Declarations of Independence
Surviving the emergence of determination and self-confidence
When Muffin and Squeaker were infants, things were difficult for Michael and me because we were new parents with no clue what we were doing. We had to adapt to the new challenge of having two babies totally dependent on us and the burden of doing so on minimal sleep. “It will get easier,” everyone told us. And to some extent they were correct. The day-to-day effort of handling the needs of the girls has gotten easier. But as Muffin and Squeaker mature, they discover more that they want to do, and it is up to us to determine what is safe and what is possible and, as necessary, stand our ground when they want to do things we have determined are not permissible.
Unsurprising to either Michael or me, Muffin is the more active boundary pusher. She frequently responds to almost any situation with “Muffin do it!” whether the “it” in question is putting on a pair of pants or putting a serving of macaroni and cheese on her tray. She will try valiantly to put on her own pants, but when she discovers that she can’t quite coordinate both legs into the pants legs she will look at me and say “Mommy do it!” or “Mommy help!”
Squeaker, on the other hand, responds to adversity with a tantrum. She gets frustrated when a situation differs from what she desires. She will get upset if we won’t let her play with a “toy” such as a seam-ripper from Mommy’s sewing kit. One night, she threw a tantrum when we had the temerity to insist that she wear something to cover her diaper while she slept. (In truth, she’d rather go without even the diaper, but we frequently inform her that she is stuck in diapers until she decides to use the potty.) She wants to do things for herself and choose things for herself, but she is frequently stymied by her lack of coordination.
One task the girls have recently undertaken has proven to be both a help and a hindrance–sweeping the floor.

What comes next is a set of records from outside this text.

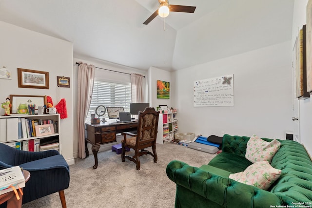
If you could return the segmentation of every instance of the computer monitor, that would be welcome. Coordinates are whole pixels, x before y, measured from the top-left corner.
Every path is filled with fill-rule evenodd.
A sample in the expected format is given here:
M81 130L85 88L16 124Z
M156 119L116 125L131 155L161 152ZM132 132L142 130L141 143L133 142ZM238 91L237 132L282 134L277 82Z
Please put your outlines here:
M107 107L108 118L118 118L119 113L124 112L123 107Z
M133 115L137 115L139 111L143 112L145 108L149 107L150 107L149 103L130 103L130 113Z

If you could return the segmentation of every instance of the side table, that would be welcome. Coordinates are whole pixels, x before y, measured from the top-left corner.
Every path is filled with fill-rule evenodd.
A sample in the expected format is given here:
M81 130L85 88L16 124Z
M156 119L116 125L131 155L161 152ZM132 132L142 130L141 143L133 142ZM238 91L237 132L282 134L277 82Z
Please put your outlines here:
M25 183L26 183L29 180L30 173L25 170L23 170L23 172L25 177ZM23 189L21 188L21 189L22 190ZM7 208L21 208L21 202L23 201L23 195L19 191L18 191L18 193L20 198L19 200L18 200L16 198L15 193L13 191L0 195L0 205L7 201L6 204Z

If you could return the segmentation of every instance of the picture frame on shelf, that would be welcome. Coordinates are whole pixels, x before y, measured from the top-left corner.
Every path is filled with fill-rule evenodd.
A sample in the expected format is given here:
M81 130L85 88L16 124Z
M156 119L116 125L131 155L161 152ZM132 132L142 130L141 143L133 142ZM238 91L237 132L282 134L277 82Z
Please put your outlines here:
M19 87L49 89L49 72L18 68Z
M38 106L47 105L46 95L10 95L10 100L12 104L10 111L13 114L18 113L17 110L20 104L35 105L35 111L38 110Z
M35 128L36 136L44 136L54 133L53 124L37 125Z
M169 99L170 98L170 83L165 81L157 80L157 98Z
M70 88L70 81L69 77L66 77L64 76L57 76L58 83L57 85L59 87L69 87Z
M168 111L169 110L167 105L159 105L159 108L163 111Z

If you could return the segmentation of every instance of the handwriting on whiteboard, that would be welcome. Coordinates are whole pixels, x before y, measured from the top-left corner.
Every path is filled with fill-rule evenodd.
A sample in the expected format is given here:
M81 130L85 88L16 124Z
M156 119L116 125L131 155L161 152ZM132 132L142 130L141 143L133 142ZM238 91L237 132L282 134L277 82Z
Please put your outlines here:
M194 107L233 106L234 75L194 82Z

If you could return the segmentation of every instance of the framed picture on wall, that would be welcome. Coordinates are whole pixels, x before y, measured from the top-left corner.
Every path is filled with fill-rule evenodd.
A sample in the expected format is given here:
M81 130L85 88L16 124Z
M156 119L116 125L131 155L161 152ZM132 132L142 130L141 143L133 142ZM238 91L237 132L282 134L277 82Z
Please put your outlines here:
M19 87L49 89L49 72L18 68Z
M312 0L307 5L307 91L312 92Z
M58 87L70 87L70 82L69 77L63 76L57 76L58 79Z
M164 81L157 80L157 98L169 99L170 83Z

I spend a lot of time sweeping our dining room and living room floors to remove cracker crumbs, wayward breakfast cereal, and the other day-to-day detritus generated by Muffin and Squeaker. Until about three weeks ago, this was a relatively straightforward process: after the girls had finished whatever snack was generating the crumbs, I’d go to the kitchen, get my broom, dustpan, and brush, and sweep up while the girls occupied themselves with whatever diversion had now caught their fancy. But recently they realized that Mommy was doing something potentially interesting. They would violate the no-kitchen rule that we have in place, go to where the brooms are stored, and drag them back into the dining room to attempt to sweep up themselves. Of course, since they are shorter than the brooms and not yet skilled at cleanup, they do more destructive work than actual cleanup. They have become quite adept at spreading the crumbs further into the corners and under furniture, thus increasing the workload for me. Of course, I have trouble discouraging them, since I appreciate that they want to help and want to clean up. Michael got them toy broom sets that are appropriate to their height, so I am now less worried about them whacking each other with long broom handles accidentally, but they still have not completely mastered the actual task of cleaning.

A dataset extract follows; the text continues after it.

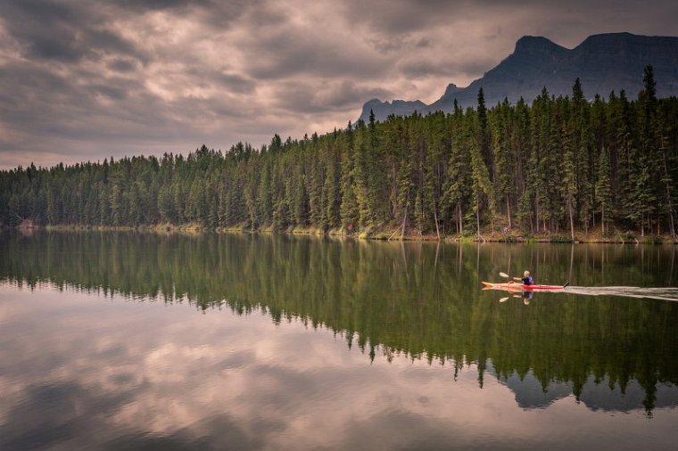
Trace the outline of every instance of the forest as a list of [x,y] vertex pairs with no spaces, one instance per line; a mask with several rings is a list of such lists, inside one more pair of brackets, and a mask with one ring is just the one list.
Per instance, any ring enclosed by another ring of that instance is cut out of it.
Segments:
[[507,100],[349,122],[269,145],[0,171],[0,224],[309,230],[365,237],[670,235],[678,98]]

Another household task that has interested them for a while is laundry folding. For a number of months they have enjoyed taking the warm-from-the-dryer clothing and holding it up to themselves. But recently they have also enjoyed attempting to “fold” the clothing as well. Of course, their attempts at folding provide more jumbling than neatening, but the idea is at least there. And as an added bonus, I have discovered that an easy way to break up a squabble between the girls is to bring out clothing that needs folding, as they will almost immediately get distracted from whatever they were fighting over and decide to come “help” Mommy instead.

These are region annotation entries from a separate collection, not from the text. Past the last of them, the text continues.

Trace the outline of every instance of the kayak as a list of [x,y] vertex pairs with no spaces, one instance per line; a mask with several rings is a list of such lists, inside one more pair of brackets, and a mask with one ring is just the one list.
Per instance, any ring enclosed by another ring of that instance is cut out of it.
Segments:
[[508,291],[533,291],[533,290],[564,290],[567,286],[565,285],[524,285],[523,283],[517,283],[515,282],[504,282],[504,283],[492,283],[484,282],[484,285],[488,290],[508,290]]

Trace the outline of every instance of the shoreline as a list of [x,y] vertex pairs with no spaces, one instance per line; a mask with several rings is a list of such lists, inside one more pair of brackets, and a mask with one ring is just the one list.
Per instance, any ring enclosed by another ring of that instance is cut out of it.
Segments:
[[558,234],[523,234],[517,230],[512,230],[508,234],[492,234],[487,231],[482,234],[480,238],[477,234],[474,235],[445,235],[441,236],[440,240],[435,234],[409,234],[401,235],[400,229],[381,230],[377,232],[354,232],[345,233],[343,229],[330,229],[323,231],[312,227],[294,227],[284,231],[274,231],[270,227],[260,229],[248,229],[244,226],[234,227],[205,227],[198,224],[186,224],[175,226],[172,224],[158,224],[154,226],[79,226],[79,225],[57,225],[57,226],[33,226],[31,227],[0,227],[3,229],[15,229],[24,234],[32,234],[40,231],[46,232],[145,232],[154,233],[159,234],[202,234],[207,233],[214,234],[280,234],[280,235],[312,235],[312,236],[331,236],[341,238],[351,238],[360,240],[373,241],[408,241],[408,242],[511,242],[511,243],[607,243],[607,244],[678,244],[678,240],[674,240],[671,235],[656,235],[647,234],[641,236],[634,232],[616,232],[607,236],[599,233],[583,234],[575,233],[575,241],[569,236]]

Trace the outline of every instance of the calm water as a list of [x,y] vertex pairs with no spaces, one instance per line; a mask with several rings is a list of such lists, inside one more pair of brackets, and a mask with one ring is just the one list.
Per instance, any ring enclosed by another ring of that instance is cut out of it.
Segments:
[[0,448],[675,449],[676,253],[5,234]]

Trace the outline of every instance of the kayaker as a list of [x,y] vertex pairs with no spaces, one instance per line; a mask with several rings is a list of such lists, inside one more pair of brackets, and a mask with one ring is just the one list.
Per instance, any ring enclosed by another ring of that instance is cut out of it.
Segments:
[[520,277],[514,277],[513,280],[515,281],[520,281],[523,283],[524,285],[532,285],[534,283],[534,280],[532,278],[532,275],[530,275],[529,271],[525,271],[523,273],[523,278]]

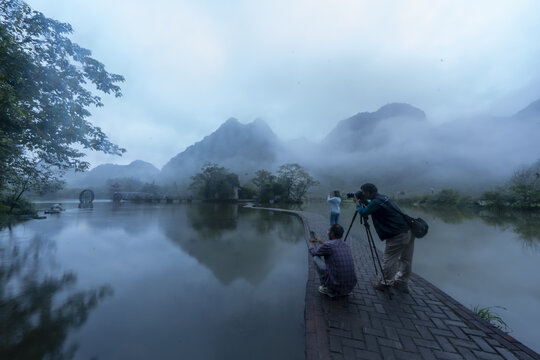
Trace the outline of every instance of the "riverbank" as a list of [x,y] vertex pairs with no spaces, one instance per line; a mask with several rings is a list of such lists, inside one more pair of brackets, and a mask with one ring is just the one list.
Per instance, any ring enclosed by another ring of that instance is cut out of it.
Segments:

Michael and I try to foster the girls’ independence, and we appreciate that they want to discover their world for themselves, but sometimes the clash between their desires and our fears for their safety reach an impasse. And that’s when we have to make the difficult decisions–decisions that trigger crying and possibly a tantrum–to keep the girls safe. Finding a way to support their inquisitiveness and independence while ensuring their safety is likely to be an ongoing process.